Às vezes pergunto-me se nós enquanto espécie temos noção exacta de como usamos os mal-entendidos para evoluir enquanto sociedade. E quando olho para políticos e gente conhecida da praça penso sempre porque raio não desmentem eles a maioria das maquinações e intenções que o mundo lhes atribui. Será porque não dão por elas, porque se vêem incapazes de o fazer, ou porque no fundo se sentem valorizados com as presunções de inteligência de que se vêem alvo?
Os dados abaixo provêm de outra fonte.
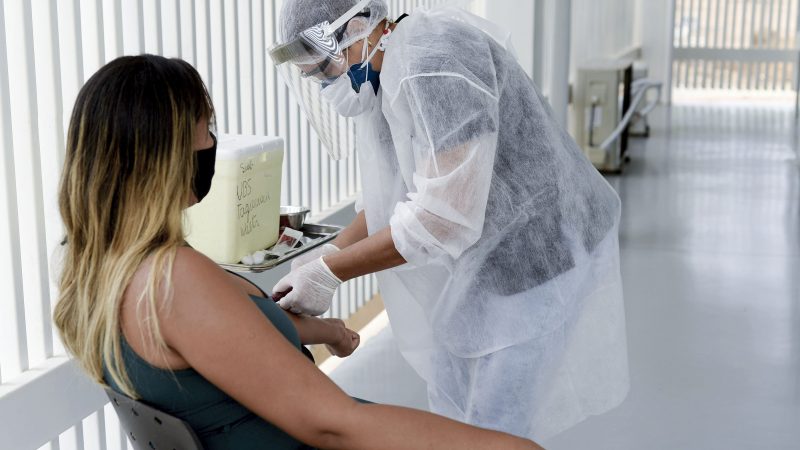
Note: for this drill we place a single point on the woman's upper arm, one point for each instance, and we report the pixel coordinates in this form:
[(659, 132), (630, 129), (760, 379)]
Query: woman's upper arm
[(226, 338)]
Concluí, já há muito tempo, que a verdade de um acontecimento está nos olhos de quem o vê, e não nas mãos de quem o produz. E esse facto, que antes me enervava, parece-me hoje natural e saudável. Todos queremos exprimir o que sentimos e ver nos outros o reflexo desse mesmo sentimento. Tendemos a encontrar por todo o lado sinais de algo com que nos identificamos para justificar as nossas ideias. Quando convencemos alguém do nosso ponto de vista, passa a ser mais importante a visão partilhada do que o acontecimento original, e o nosso grupo ou sociedade passa a mover-se de acordo com essa vontade.

Assim nasceu Deus, assim nasceram as guerras. De acordo com a nossa vontade.